Mom isn’t happy with Anna right now, she just got the papers that Anna wants to be medically emancipated. I want to tell her that I made her do it and that she should just kill me now to get rid of the pain. I am going to die anyway so might as well get it over with. I know Anna does not want to keep having surgeries for me. I don’t want her to donate her kidney to me. I may not even live through the procedure. The thing is though my mom won’t accept that I am not strong enough. The doctors have told her this, but she is not going to give up.
Anytime there is any mention of Anna I know there is going to be a fight, so I go up into my room and think is this what I really want. I know it is, though, I have put my family through enough. Later that day I begin to vomit blood, and mom comes to my rescue and we go the hospital with Jesse. I know that I don’t have long, I just need Anna to keep on her mission to “kill me”. I overhear the doctors telling my mom that I am in the ending stages of kidney failure. I want Anna to know, but I can’t seem to get the words out so all that I say that is audible is “tell Anna”. She needs to know that I am almost gone. I’m asleep, but I can still feel Anna climb into the hospital bed with me. I love her so much and this is killing me to do this to her, but this is the only way.

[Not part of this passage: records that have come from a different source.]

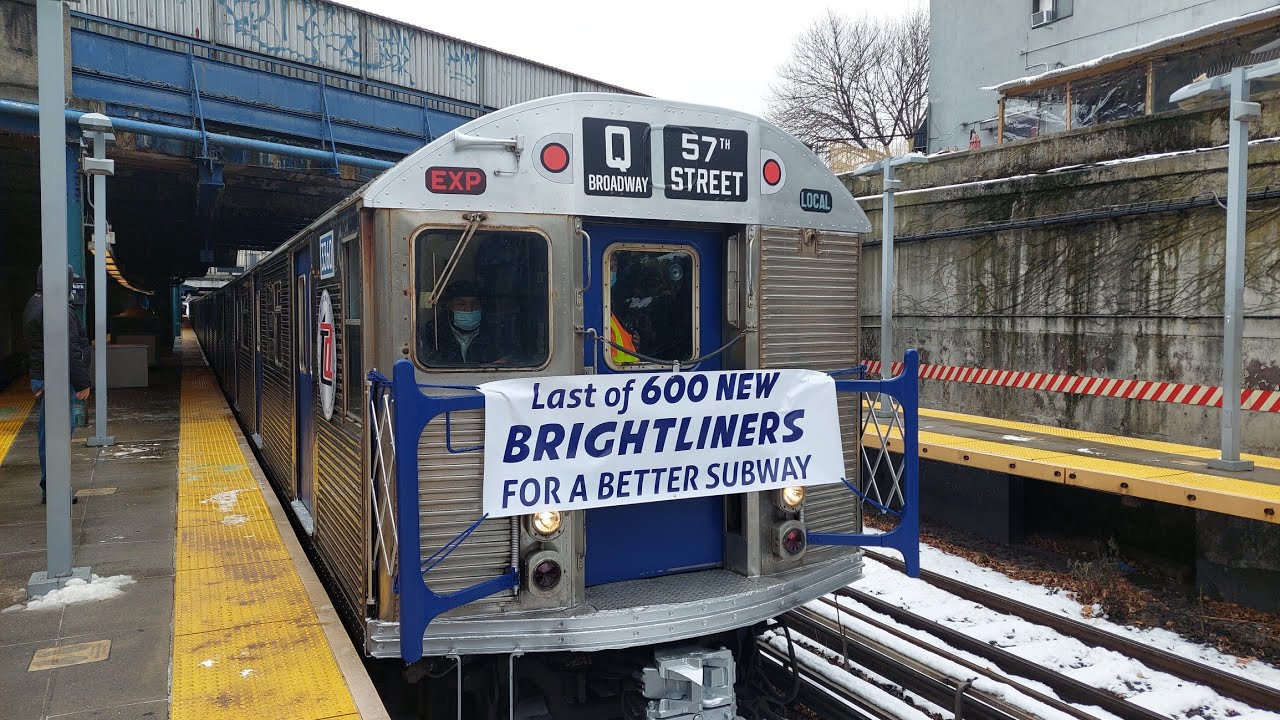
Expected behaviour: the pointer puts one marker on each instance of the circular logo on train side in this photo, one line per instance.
(327, 354)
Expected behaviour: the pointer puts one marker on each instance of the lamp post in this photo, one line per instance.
(97, 130)
(1239, 113)
(50, 69)
(891, 185)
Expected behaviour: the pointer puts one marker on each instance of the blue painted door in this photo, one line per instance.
(662, 278)
(305, 387)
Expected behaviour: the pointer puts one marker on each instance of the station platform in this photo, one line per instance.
(220, 616)
(1153, 470)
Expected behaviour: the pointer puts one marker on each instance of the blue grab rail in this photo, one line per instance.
(419, 602)
(905, 537)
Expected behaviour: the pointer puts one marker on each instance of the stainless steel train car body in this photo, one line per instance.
(786, 245)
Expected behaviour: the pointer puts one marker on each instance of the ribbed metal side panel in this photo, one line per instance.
(302, 31)
(188, 18)
(278, 402)
(449, 501)
(339, 478)
(246, 392)
(227, 347)
(809, 319)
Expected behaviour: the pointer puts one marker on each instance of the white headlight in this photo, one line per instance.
(545, 523)
(791, 499)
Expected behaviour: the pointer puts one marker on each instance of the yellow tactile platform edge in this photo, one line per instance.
(16, 404)
(1230, 496)
(1105, 438)
(247, 642)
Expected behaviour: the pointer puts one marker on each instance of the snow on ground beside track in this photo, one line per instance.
(856, 687)
(78, 591)
(1005, 692)
(1127, 677)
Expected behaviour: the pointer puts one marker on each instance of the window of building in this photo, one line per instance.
(352, 294)
(492, 308)
(650, 305)
(1041, 112)
(1110, 96)
(1045, 12)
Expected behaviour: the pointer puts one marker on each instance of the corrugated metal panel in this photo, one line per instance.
(188, 18)
(423, 60)
(302, 31)
(809, 319)
(449, 501)
(508, 81)
(278, 374)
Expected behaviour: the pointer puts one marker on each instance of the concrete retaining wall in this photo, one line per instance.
(1137, 296)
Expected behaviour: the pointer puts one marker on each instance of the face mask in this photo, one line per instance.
(466, 320)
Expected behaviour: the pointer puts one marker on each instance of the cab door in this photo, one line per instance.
(657, 291)
(305, 384)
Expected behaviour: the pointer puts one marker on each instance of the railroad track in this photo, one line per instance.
(967, 689)
(1220, 680)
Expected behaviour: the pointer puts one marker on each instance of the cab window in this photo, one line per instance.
(650, 305)
(481, 305)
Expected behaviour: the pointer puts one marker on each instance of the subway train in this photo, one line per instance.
(566, 401)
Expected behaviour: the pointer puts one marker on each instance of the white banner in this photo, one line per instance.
(592, 441)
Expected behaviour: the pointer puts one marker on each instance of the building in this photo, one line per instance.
(1013, 69)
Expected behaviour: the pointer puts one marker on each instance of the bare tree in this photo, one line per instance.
(855, 83)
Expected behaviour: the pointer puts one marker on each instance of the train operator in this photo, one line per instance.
(461, 340)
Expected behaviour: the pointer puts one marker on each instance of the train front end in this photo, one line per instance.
(607, 408)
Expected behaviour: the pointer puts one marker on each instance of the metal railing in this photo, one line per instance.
(892, 481)
(410, 411)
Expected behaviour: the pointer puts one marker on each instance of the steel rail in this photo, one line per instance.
(1066, 688)
(905, 671)
(1224, 683)
(819, 695)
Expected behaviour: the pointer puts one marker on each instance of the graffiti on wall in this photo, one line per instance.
(304, 31)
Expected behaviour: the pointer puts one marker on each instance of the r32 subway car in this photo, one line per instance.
(583, 238)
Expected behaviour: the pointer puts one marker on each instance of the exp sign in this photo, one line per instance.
(456, 181)
(592, 441)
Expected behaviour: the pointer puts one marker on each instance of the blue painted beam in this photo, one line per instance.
(155, 130)
(152, 80)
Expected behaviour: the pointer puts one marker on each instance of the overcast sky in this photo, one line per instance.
(711, 51)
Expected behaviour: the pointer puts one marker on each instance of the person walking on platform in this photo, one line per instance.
(78, 355)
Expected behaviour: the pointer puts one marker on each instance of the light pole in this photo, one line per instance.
(891, 185)
(1239, 113)
(50, 68)
(97, 130)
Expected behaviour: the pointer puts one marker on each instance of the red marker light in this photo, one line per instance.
(547, 574)
(772, 172)
(794, 541)
(554, 156)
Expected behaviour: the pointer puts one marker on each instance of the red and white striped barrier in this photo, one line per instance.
(1182, 393)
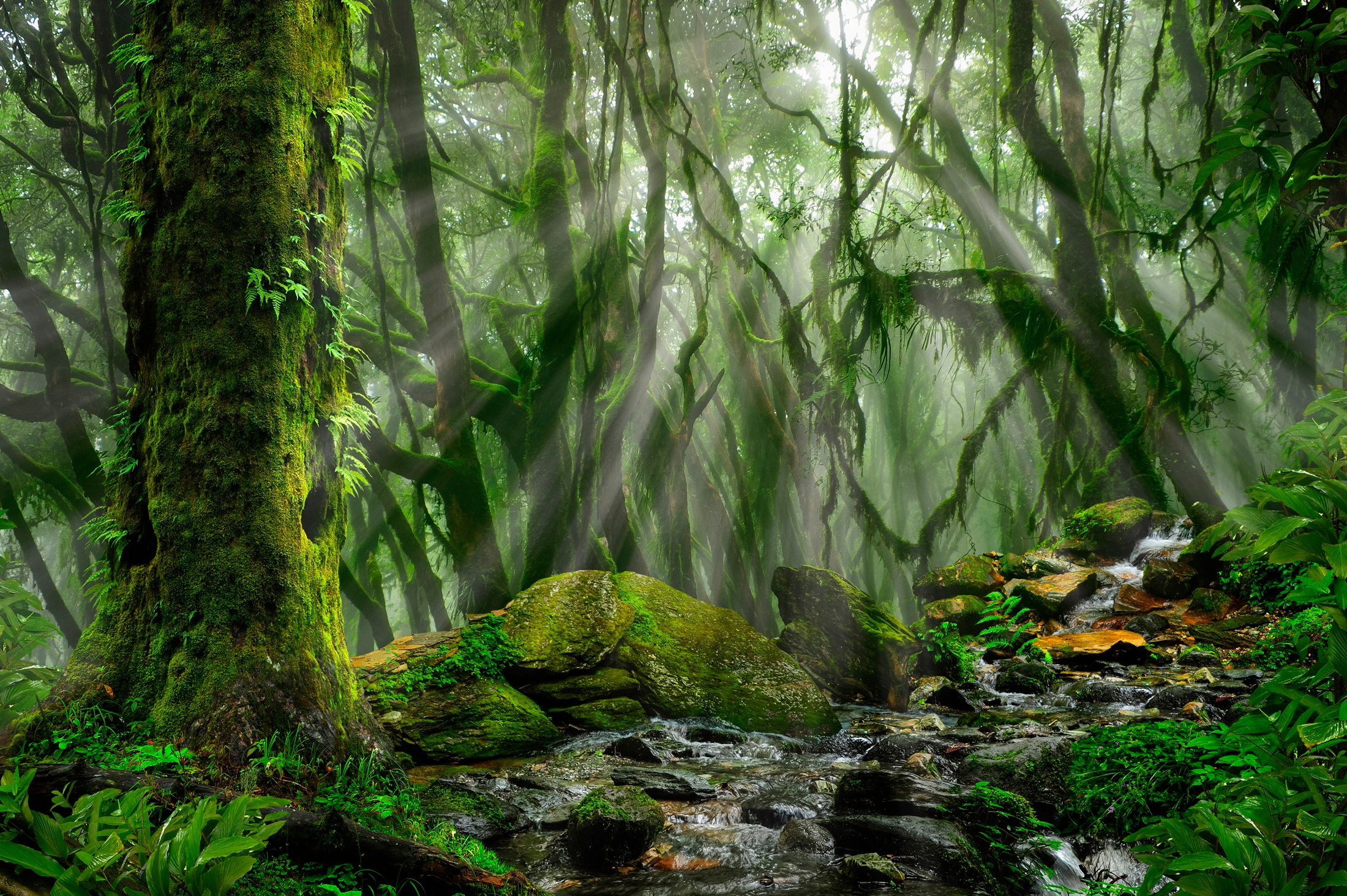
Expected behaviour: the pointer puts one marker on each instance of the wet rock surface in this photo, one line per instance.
(740, 806)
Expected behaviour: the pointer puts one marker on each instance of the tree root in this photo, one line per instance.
(310, 837)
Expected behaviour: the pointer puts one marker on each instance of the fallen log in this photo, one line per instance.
(328, 838)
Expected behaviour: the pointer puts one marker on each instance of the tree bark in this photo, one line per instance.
(224, 613)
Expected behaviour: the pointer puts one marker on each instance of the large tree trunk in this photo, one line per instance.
(468, 515)
(223, 614)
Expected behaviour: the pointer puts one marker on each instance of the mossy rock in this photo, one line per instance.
(602, 684)
(1035, 768)
(964, 611)
(841, 635)
(973, 574)
(615, 714)
(568, 623)
(696, 659)
(1026, 678)
(613, 825)
(475, 720)
(1112, 529)
(1210, 603)
(1052, 596)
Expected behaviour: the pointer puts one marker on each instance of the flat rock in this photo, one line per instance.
(666, 783)
(469, 721)
(1121, 647)
(869, 868)
(615, 714)
(1051, 596)
(699, 660)
(841, 637)
(973, 574)
(885, 791)
(930, 846)
(481, 814)
(964, 611)
(602, 684)
(1171, 580)
(1034, 767)
(568, 623)
(613, 825)
(1133, 600)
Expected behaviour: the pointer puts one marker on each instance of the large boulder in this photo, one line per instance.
(965, 612)
(1112, 529)
(613, 825)
(666, 783)
(973, 574)
(930, 846)
(1035, 768)
(1092, 649)
(615, 714)
(1051, 596)
(842, 637)
(696, 659)
(602, 684)
(1171, 580)
(469, 721)
(568, 623)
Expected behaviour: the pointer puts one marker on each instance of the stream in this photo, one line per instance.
(732, 843)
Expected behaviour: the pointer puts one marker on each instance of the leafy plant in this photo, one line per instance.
(1004, 624)
(1125, 778)
(996, 824)
(950, 651)
(108, 843)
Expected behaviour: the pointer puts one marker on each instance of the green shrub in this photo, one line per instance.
(1291, 640)
(1125, 778)
(994, 823)
(950, 652)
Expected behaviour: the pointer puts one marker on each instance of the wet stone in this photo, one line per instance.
(884, 791)
(1148, 624)
(806, 836)
(770, 812)
(666, 783)
(636, 750)
(869, 868)
(704, 734)
(1026, 678)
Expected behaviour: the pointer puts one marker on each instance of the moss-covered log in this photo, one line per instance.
(223, 618)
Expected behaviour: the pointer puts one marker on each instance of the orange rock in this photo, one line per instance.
(1120, 646)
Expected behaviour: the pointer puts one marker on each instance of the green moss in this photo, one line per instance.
(708, 660)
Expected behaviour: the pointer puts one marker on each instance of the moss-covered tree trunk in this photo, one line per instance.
(223, 618)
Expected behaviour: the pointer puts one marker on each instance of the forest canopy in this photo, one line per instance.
(685, 289)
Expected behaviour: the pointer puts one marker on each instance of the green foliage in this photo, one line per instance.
(484, 650)
(996, 823)
(1127, 778)
(1291, 640)
(1004, 623)
(112, 844)
(1275, 814)
(950, 651)
(22, 631)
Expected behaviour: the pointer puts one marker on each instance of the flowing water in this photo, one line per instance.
(729, 844)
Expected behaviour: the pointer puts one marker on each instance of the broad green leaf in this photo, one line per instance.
(220, 879)
(50, 837)
(1201, 863)
(30, 859)
(228, 846)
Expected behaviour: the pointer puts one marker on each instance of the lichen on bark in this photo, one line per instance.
(223, 619)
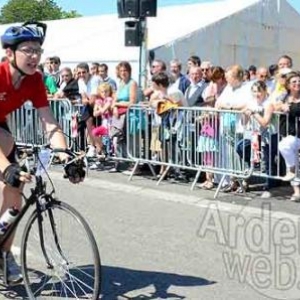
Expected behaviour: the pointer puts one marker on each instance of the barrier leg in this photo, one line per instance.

Still in the hospital and I don’t think I will be getting out anytime soon. I know that I am going to die and I have accepted this fact, but my family can’t. I hear from the nurse's gossip that my mother was given a restraining to keep away from Anna for awhile. I know that I am hurting my entire family by doing this to them, but this is for the best. When I am gone Jesse will get the attention he has been dying for. Anna will finally be released for the anchor that I have out on her, she will be able to play hockey and live her life. I hope they will understand. I have caused so much damage to my family, Anna and Dad had to move out because of the restraining order. I know this is what I want, though.
Jesse is an interesting character, he knows how to have fun that is one thing for sure. I know that he should be in jail right now, but because of me the police officers take pity on him and let him off. I know that if my parents took the time to pay attention to him he would not act out in this way. I know he loves me, but it is hard to see him like this. I remember when Jesse was in middle school he got mad that Mom forgot about his orthodontic appointment because she had just been at the hospital all day with me. She was absolutely exhausted and forgot about his appointment. He had gotten upset and ran up to his bedroom with a fork. He used the fork to pry the braces off of his teeth, so Mom would not have to do anything for him anymore. Jesse just wanted to be seen and he would have been better off.
I was just told I have a week to live. I knew this was coming, I don’t know if I can say goodbye to my family, though. Anna understands why I am asking her to do this for me, but the reality of my situation has just hit me and I will be dead in a week. My Mom doesn’t want me to give up, but I already have. She thinks I am strong enough for the kidney transplant, but I know that I am not. I don’t want to put Anna through that pain physically only to give her emotional pain as well.